- Optimize your current systems management or software distribution platform or solution—If the underlying systems management platform isn’t working, you won't be successful with your Windows 7 project. Ensure that the desktops and PCs to which you're deploying Windows 7 are in good health.
- Rationalize applications before remediating or upgrading them—Why spend money on upgrading applications to Windows 7 if you aren't even sure users use them? Don’t think of application rationalization as a separate step or an additional process. Integrate and automate application rationalization with the operating system deployment (OSD) tasks.
- Rationalize/eliminate dedicated hardware and caching systems for software/OS distribution—Today, you don't need expensive, static, and inflexible hardware-based caching solutions. Build and optimize your infrastructure not just for Windows 7 but for Windows 8 and beyond.
- Empower the end user—IT doesn't have to own the entire Windows 7 migration process. Let your users decide when to migrate to Windows 7. Give them a guided experience with applications such as Shopping. Get IT to automate as much as they can and then get out of the way by empowering the end user.
- Engage vendors and resources who have worked on Windows 7 projects before.
Windows 7 to Windows 8 Upgrade
- Windows 8 won’t just be rolled out to PCs and laptops, but a myriad of handheld and mobile devices—The addition of mobile devices makes the IT environment even more complex. The number of variables in terms of hardware models and configurations that will need to be supported will put unprecedented demand on IT and the systems management infrastructure. You need to review your systems management strategy and ensure that you invest in platforms that can support PCs, laptops, and mobile devices.

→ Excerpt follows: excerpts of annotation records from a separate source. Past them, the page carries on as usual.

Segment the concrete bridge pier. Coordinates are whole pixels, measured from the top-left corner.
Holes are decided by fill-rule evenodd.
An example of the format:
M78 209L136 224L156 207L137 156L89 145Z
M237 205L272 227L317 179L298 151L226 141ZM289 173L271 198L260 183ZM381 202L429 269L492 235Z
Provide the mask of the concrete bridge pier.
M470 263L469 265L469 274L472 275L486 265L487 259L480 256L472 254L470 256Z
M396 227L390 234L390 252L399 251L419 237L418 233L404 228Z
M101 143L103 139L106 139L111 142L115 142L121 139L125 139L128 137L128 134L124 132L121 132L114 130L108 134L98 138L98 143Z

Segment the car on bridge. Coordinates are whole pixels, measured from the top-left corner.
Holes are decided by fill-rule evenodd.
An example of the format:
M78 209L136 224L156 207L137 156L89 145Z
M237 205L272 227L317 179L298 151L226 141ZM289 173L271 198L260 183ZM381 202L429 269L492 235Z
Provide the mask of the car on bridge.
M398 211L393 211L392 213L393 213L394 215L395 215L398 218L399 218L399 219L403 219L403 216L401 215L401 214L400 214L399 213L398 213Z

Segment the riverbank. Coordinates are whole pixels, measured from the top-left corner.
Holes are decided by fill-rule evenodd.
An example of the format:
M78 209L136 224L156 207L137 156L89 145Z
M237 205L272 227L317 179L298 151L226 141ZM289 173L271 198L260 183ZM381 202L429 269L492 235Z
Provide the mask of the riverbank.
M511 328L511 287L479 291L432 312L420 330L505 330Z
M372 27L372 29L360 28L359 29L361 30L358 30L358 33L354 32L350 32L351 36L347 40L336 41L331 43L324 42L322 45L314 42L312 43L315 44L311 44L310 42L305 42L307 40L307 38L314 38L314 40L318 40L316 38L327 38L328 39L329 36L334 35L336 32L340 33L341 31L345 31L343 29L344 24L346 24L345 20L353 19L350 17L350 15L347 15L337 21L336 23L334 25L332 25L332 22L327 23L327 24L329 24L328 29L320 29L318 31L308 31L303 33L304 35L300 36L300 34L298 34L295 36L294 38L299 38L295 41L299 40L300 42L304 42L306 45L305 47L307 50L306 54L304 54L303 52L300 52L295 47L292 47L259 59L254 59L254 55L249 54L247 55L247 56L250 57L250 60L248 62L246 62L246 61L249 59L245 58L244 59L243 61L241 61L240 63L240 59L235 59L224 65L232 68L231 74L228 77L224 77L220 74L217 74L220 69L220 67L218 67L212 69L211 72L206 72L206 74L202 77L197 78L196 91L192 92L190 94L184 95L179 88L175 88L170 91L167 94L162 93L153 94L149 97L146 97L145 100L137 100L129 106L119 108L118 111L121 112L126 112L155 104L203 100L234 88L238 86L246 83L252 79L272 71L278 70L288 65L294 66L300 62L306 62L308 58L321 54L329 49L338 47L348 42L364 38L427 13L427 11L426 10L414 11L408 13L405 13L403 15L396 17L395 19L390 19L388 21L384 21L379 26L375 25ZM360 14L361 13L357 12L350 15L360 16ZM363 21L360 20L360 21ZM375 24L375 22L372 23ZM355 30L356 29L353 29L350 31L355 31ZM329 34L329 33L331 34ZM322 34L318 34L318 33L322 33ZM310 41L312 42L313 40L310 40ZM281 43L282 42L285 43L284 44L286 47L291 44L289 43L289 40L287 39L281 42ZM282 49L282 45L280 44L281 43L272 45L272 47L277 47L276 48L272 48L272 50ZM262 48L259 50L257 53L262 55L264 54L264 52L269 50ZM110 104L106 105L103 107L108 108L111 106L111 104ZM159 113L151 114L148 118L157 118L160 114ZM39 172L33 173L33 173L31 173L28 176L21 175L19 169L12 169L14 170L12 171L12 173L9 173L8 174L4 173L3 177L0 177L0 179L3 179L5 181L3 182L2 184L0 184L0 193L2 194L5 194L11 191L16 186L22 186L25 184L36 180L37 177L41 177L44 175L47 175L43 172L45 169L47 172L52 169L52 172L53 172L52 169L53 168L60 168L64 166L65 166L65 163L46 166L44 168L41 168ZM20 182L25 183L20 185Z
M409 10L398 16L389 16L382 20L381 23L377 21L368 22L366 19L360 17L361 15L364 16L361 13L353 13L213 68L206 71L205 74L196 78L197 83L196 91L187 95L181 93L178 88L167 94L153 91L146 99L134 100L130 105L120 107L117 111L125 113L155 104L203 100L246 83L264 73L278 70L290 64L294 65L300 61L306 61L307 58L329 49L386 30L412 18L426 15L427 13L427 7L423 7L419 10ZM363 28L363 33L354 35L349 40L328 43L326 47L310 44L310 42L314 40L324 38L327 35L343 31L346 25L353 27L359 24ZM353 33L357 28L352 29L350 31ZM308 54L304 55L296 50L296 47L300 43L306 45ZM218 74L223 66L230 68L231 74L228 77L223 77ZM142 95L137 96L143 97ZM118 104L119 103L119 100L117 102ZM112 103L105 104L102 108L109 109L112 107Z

- Most organizations will embrace the cloud even more in the years to come, and Windows 8 will make that transition easier—When moving to the cloud, organizations will want to reduce the number of applications they own and support in-house and move as much as possible to the cloud.(when moving to Windows 8). When they do so, they should focus on application rationalization first and then application remediation. The foundational elements won't change much between Windows 7 and Windows 8, resulting in reduced cost and associated headaches for organizations concerned about application compatibility.
- Security and user profile management will be key when moving to Windows 8—The lines between corporate and personal devices are blurring. With more and more organizations encouraging their employees to work from home, the end user expects his or her experience to be seamless when moving from one device to another. To provide that seamless experience, IT will need to ensure that end users can pick up a device of their choice and gain access to their corporate resources in a secure manner.
- Facebook, Twitter, and Google are dictating the look and feel of enterprise applications and the way end users will consume information—With the explosion in the volume of data, the typical “matrix style” reports can no longer present data to end users that can be easily understood and consumed. The advent of ‘info-graphics” will make it easier for the end user to consume complex information in a format they can relate to easily. Users want to "touch and feel" their data! The mouse as an interface will make way for touchscreens even more aggressively as organizations move to Windows 8. Windows 8 is a great opportunity to face-lift enterprise applications.